Todo lo contado es público. También que Pablo es sobrino del mítico José Manuel Ibar Azpiazu. Urtain. Llamado así por el nombre del caserío familiar de Ibañarrieta, Zestoa. No tuvo un buen final. El gran boxeador y mejor harrijasotzaile, según Perurena, se tiraba por la ventana el 21 de Julio de 1992, en Madrid. Dos años antes del inicio del calvario de su sobrino al otro lado del charco. Pero hay otra fecha que no conoce casi nadie y que es vital en este caso. Julio de 1980. No tengo claro el día. Pero sí los protagonistas. José Luis y Maite. Él de Bilbao.

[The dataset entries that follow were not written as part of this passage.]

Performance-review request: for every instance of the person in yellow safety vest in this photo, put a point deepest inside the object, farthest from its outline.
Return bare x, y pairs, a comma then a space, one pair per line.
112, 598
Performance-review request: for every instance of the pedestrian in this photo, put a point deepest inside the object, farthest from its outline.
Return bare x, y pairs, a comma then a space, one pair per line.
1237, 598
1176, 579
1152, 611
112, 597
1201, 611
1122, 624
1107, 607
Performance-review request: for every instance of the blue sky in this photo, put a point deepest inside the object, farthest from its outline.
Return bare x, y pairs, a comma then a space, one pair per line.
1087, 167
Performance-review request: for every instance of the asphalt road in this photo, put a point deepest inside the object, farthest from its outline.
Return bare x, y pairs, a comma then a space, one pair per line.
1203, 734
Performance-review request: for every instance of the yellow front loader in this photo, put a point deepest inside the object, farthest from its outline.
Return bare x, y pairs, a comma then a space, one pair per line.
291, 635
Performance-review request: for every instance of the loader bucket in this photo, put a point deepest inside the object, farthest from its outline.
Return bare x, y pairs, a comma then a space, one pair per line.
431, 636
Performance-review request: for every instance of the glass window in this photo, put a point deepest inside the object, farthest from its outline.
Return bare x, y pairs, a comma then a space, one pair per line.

Ella de Galdakao. Casados, cuatro hijos y un problema. El de José Luis y su corazón que le había llevado hasta Houston para ser operado a corazón abierto. La cosa salió bien y tiempo después abandonaron el Methodist Hospital, con la idea de descansar en Florida, volver para la revisión y regresar a Bilbao. Ambos estaban felices. Desde entonces, Maite no puede evitar recordar aquellos años al escuchar a Julio Iglesias. El cantante arrasaba en Florida. Música celestial para una pareja que había vivido tiempos inciertos. El caso es que, paseando por Miami, encontraron un restaurante vasco. Lo regentaba un matrimonio. Los días fueron pasando. Y entre dueños y clientes surgió una buena relación. Tanta, que un buen día la pareja del restaurante les pidió un favor inesperado. Que se llevaran a su hijo a Bilbao. Creían oportuno que cambiara de aires. EE UU no era tan tranquila tierra como la vieja Europa. Hay intuiciones que no deberíamos dejar pasar. Aquella familia eran los Ibar. Y el niño, de 8 años, Pablo.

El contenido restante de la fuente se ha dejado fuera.